Researchers have long theorized that the superior temporal sulcus (STS) is involved in processing speech rhythms, but it’s only recently that this has been confirmed by a team at Duke University. Their findings show that the STS is sensitive to the timing of speech, a crucial element of spoken language. This could help further our understanding of how some speech-impairing conditions arise in the brain, or aid tutors design next-generation, computer assisted foreign language courses.
Timing and the brain
Human brains are particularly efficient in perceiving, producing, and processing fine rhythmic information in music and speech. However, music is processed differently from speech, suggesting some underlying, specific mechanisms. For instance, any type of sound whether rhythmic or not triggers activity in the temporal lobe’s auditory cortex, but speech lights up only the STS.
Any linguist can tell you timing makes everything in a language. Namely, it involves timing and stitching ultra short, short and long sounds together. Phonemes are the shortest, most basic unit of speech and last an average of 30 to 60 milliseconds. By comparison, syllables take longer: 200 to 300 milliseconds, while most whole words are longer still. It’s an immense amount of information to process, least we forget that data related to speech is distinct from other sounds like the environment (birds chirping, water splashing) or music, which shares a rhythmic sequence.
The Duke researchers took a speech rendered in a foreign language then cut it into short chunks ranging from 30 to 960 milliseconds in length. Using a novel computer algorithm, the sounds were then re-assembled which led to new sounds that the authors call ‘speech quilts’. It’s basically gibberish, but it still sounds like some language. The shorter the pieces of the resulting speech quilts, the greater the disruption was to the original structure of the speech.

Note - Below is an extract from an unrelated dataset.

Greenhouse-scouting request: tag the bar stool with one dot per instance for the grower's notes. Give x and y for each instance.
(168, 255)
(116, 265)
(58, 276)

The sounds were then played to volunteers who had their brain activity monitored. The researchers hypothesized that the STS would have a better response to speech quilts made up of longer segments. Indeed, this was what happened: the STS became highly active during the 480- and 960-millisecond quilts compared with the 30-millisecond quilts.
To make sure they weren’t actually seeing some other response, the authors also played other sounds intended to mimic speech, but with some key differences. One of the synthetic sounds they created shared the frequency of speech but lacked its rhythms. Another removed all the pitch from the speech. A third used environmental sounds. Again, each control sound was chopped and quilted before playing them to the participants. The STS didn’t seem responsive to the quilting manipulation when it was applied to these control sounds, as reported in Nature Neuroscience.
“We really went to great lengths to be certain that the effect we were seeing in STS was due to speech-specific processing and not due to some other explanation, for example, pitch in the sound or it being a natural sound as opposed to some computer-generated sound,” said co-author Tobias Overath, an assistant research professor of psychology and neuroscience at Duke.